‘Mineral revenue management law vital’

Mrs. Quartey

Mrs. Quartey

The call for the promulgation of a mineral revenue management law is relevant because it will guarantee more efficient management and use of revenues from the mining industry, Mrs. Mona Quartey, Deputy Minister of Finance has said.

Moreover, she said it would enhance transparency and accountability in the management of the country’s mineral revenue inflows.

Mrs. Quartey was speaking at the Ghana Extractive Industries Transparency Initiative (EITI) dissemination workshop held for parliamentarians here in Koforidua.

EITI which was adopted in Ghana in 2013 aims at improving transparency and accountability in the management of the country’s natural resources.

In particular, EITI reduces the potential negative impacts of mismanaged resources by ensuring that revenues become an important source of long-term economic growth that will contribute to sustainable development and poverty reduction.

She assured of government’s commitment to making sure that extractive revenues were utilised in the most efficient and effective manner.

Mrs. Quartey said Ghana was making a steady impact towards greater transparency in the extractive sector by making revenue information on the extractive sector available to the public.

She said EITI had made substantial achievements by increasing transparency in the mining and oil and gas sector revenue stream through publication and public discourse on revenue received by the government and payment made by companies.

The deputy minister said the call for the improvement of the management of the extractive sector presents a unique opportunity to all, especially parliament, to establish itself as a relevant and credible actor in the movement towards greater transparency, accountability and responsiveness in government.

“There is a critical need to strengthen the link between transparency, accountability and overall development of our country with innovative strategies that speak to our peculiar situations,” she stressed.

Mrs. Quartey said the country’s legislature had played robust role in creating a viable oversight mechanism but could do more to monitor the collection and the use of revenues from the extractive industry by passing the right laws.

“Parliament can also ensure the ratification of agreement which are mutually beneficial to the country and investors,” she added.

Ben Aryee, an Advisor at the Ministry of Lands and Natural Resources said the ministry was committed to implementing EITI from the inception because it was geared towards improving transparency and accountability in the management of revenue from natural resources as a tool to facilitate the use of such revenues to promote sustainable socio-economic development.

He said the mining industry employs 32,000 people in large-scale mining sub-sector and over one million in small mining, contributing an average of 40 per cent of government revenue and about 17.5 per cent of Ghana’s total corporate earning tax.

Mr. Aryee said for EITI to succeed as a tool in the management of extractive mining, oil and gas industries, there was the need for parliament to play effective role in carrying out its core functions of regulatory and institutional oversight, representation and critical law making.

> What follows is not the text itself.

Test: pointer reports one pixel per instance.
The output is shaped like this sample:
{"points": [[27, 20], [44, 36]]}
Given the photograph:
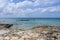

“This is because parliament is the only public oversight institution with the constitutional mandate to oversee the implementation of policy by government, scrutinising public expenditures, influence and shape policy through the law making processes and present citizens concerns and need in decision making,” he added.

Mr. Aryee assured the ministry’s support for the EITI reforms to ensure that the extractive sector revenues due government were paid by the operators and government in turn utilised the transparency and accountability to achieve development in most efficient and effective manner.